I learned nginx when I was hosting websites. I had it set up and running when it was time to add reverse proxies into my setup. It didn’t take much more from the virtual hosts I was already using.
Now, I don’t host many individual sites anymore and haproxy has a plugin on my firewall for the handful of services I run now.
There’s a lot of good resources for Nginx, it’s fast (faster than Caddy), and has a ton of features, so you can use it for pretty much anything HAProxy, Apache, or Caddy can do, and not sacrifice much in performance.
That said, I mostly use HAProxy and Caddy. Here’s my basic setup:
- HAProxy at the edge VPS - routes requests to machines based on SNI
- WireGuard VPN - connects my internal devices to my VPS
- Caddy in Docker - runs on internal network on my NAS/homelab - manages LetsEncrypt renewals and reverse proxies to internal Docker network
- Nginx in Docker - FE for NextCloud; this simplifies things so all my TLS is handled in one place, and Caddy doesn’t need to touch files
I use a local DNS server on my router so my domains can route directly to Caddy instead of going over the internet when on my network, otherwise I may just have HAProxy handle LetsEncrypt certificates.
From what I can tell, Nginx is a little more efficient than Caddy, but Caddy is plenty fast for my needs.

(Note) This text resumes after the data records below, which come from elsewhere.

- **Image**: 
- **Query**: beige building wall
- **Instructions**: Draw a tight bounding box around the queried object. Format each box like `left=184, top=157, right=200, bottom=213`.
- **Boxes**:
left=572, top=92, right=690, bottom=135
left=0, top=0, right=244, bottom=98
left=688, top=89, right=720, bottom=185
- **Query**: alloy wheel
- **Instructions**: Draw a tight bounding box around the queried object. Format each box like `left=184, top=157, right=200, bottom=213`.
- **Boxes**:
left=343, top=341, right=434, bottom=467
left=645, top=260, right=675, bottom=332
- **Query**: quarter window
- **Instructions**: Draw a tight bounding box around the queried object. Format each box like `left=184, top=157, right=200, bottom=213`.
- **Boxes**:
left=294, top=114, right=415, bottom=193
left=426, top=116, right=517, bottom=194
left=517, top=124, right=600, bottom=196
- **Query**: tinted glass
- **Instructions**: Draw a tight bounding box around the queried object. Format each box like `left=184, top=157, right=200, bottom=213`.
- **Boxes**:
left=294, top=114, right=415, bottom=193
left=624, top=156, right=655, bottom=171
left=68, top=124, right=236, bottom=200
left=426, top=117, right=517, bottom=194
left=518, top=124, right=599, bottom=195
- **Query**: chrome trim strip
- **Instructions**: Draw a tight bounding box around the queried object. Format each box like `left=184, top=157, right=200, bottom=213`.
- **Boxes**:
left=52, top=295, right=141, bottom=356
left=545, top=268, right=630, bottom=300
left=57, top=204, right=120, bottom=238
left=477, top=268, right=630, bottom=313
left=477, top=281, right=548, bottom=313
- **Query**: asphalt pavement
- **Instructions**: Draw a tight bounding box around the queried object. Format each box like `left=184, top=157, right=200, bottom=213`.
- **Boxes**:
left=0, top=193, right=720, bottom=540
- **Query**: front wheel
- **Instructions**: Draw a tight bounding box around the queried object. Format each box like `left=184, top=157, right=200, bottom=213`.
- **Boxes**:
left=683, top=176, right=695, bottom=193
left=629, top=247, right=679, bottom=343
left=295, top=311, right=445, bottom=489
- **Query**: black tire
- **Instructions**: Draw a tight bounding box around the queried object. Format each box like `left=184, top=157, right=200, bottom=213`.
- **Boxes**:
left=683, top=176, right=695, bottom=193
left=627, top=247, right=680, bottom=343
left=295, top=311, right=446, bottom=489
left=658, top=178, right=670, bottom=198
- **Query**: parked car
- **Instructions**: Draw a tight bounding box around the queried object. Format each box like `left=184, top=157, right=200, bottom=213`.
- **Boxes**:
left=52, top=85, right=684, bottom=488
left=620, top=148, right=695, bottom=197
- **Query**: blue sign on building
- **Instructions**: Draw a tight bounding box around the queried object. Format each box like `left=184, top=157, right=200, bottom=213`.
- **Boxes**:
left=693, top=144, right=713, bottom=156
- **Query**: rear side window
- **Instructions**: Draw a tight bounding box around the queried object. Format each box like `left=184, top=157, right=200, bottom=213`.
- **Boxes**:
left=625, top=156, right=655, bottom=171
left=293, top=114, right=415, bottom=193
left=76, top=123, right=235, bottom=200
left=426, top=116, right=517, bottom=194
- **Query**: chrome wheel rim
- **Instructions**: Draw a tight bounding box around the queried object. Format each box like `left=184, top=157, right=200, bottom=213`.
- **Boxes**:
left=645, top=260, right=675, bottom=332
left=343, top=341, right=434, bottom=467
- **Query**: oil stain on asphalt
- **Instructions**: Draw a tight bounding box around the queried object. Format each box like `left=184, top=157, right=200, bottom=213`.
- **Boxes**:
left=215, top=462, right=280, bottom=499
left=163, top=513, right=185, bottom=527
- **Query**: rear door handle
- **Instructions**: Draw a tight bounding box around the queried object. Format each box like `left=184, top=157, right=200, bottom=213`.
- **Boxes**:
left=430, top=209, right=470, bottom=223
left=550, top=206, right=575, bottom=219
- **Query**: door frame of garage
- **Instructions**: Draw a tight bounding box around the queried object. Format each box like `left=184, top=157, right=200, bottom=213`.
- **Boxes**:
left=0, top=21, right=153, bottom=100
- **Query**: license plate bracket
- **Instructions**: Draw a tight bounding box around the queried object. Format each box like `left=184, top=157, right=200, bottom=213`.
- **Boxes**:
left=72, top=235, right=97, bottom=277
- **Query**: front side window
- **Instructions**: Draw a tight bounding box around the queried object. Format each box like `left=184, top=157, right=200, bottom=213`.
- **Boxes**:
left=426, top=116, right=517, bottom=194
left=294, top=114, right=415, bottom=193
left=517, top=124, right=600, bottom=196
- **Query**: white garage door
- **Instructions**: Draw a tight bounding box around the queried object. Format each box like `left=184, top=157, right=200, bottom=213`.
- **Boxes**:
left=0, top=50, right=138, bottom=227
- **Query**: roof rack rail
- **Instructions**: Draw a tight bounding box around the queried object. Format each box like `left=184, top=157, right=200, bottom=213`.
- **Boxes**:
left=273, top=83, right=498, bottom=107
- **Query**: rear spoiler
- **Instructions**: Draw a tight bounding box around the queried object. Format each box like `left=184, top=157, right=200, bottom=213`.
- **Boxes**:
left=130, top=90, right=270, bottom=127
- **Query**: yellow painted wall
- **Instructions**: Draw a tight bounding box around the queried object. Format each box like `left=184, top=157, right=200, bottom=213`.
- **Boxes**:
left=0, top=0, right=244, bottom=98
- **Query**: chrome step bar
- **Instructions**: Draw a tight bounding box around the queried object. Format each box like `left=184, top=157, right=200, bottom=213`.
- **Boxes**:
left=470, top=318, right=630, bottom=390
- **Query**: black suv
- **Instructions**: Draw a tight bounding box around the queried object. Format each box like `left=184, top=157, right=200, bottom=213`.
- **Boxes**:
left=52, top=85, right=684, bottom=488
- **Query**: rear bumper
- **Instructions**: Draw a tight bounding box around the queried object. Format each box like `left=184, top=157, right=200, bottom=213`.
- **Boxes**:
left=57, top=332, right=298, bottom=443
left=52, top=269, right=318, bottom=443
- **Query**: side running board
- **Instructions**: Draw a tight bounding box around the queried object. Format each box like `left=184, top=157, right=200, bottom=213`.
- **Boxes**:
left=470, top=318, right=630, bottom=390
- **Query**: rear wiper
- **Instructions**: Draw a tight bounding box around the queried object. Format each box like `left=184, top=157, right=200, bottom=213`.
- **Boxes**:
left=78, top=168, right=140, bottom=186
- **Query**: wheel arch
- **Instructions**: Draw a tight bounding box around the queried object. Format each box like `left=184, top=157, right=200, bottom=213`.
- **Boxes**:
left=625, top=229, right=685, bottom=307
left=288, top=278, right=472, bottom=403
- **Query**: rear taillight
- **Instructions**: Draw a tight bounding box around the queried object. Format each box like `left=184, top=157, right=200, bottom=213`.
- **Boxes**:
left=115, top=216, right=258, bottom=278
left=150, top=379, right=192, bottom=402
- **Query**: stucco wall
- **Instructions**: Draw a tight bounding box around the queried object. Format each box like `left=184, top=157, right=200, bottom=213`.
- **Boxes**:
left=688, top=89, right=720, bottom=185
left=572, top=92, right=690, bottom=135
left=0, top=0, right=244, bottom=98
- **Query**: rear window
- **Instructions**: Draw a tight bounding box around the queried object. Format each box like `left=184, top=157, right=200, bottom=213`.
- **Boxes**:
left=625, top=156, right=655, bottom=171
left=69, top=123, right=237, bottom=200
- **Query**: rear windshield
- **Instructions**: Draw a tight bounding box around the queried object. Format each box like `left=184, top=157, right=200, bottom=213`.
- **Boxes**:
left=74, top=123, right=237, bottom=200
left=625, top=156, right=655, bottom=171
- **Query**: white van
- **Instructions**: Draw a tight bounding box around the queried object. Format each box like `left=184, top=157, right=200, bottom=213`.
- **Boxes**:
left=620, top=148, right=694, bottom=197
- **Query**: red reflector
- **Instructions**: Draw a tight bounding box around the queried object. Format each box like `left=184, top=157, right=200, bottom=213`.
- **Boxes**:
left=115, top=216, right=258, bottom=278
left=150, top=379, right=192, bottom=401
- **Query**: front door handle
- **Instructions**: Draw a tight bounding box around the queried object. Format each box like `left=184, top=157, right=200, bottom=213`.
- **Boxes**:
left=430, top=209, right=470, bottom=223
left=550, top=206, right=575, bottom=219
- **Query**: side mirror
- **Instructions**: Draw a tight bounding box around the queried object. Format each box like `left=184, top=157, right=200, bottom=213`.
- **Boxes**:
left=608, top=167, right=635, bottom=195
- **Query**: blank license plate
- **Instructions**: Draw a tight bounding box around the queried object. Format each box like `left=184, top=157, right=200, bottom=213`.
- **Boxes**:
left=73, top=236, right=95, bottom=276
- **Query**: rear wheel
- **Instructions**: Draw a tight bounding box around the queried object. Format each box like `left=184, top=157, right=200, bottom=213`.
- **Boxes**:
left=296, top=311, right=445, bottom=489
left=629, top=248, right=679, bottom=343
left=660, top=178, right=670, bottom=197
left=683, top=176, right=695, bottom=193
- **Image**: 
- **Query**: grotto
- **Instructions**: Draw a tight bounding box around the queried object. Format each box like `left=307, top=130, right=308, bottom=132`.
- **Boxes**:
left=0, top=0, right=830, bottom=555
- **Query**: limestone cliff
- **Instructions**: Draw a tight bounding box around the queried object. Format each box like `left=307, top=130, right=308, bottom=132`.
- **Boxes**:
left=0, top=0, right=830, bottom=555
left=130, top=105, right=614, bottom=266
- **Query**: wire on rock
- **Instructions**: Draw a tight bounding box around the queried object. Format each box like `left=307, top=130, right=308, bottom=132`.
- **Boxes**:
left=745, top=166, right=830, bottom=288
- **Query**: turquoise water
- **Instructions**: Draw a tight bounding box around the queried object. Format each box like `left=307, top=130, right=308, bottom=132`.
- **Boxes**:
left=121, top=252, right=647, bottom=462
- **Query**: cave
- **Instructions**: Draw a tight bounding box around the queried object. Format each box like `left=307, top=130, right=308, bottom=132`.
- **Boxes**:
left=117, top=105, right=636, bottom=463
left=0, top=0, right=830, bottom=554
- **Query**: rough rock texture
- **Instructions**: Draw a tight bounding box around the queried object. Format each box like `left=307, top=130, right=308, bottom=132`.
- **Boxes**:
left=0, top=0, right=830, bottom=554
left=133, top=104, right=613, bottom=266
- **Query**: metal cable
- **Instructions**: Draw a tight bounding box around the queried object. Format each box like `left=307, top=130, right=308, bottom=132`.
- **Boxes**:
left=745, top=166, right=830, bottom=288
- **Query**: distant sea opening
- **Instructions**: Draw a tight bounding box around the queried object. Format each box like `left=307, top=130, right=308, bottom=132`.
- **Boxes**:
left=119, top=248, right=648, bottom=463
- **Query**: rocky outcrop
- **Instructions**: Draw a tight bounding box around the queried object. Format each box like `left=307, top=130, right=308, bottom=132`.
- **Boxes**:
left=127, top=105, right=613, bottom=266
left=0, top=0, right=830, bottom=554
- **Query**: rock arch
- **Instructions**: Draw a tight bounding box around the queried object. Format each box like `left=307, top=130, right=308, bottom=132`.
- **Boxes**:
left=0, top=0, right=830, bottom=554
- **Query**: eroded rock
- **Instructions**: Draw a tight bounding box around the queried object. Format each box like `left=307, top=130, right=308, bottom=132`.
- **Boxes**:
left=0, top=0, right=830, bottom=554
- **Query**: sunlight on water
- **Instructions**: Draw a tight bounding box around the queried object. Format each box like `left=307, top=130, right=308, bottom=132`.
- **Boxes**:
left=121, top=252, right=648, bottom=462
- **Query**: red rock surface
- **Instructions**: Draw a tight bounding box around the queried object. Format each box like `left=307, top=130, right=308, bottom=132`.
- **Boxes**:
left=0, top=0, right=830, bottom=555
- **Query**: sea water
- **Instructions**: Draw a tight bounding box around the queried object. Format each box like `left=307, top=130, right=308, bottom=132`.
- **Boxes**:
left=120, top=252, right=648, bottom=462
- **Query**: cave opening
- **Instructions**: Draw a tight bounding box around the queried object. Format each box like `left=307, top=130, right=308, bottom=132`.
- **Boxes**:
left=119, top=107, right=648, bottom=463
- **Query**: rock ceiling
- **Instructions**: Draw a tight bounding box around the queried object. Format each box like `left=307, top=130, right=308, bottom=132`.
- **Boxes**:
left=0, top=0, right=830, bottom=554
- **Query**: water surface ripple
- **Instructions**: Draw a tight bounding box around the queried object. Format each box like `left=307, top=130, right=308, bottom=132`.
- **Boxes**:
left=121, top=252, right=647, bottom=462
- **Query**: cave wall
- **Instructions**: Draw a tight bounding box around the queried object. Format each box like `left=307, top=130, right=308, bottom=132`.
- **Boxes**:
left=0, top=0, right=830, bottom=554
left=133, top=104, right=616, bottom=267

I’m considering switching from NextCloud to the new ownCloud Infinite Scale, and if I do, I’d ditch nginx completely.
NGINX is a bit more hands on than some other options but it’s mature, configurable and there’s a huge amount of information out there for setting it up for various use cases.
in my case, its what I set up when i was first getting into this and it works, so I don’t want to go through setting up anything else.
Nginx handles more connections than Apache, given the same resources. HAProxy does not have web server functionality like the former two, so Nginx is the natural upgrade from Apache. Caddy is relatively new, I’m not sure how it compares other than being easier to set up.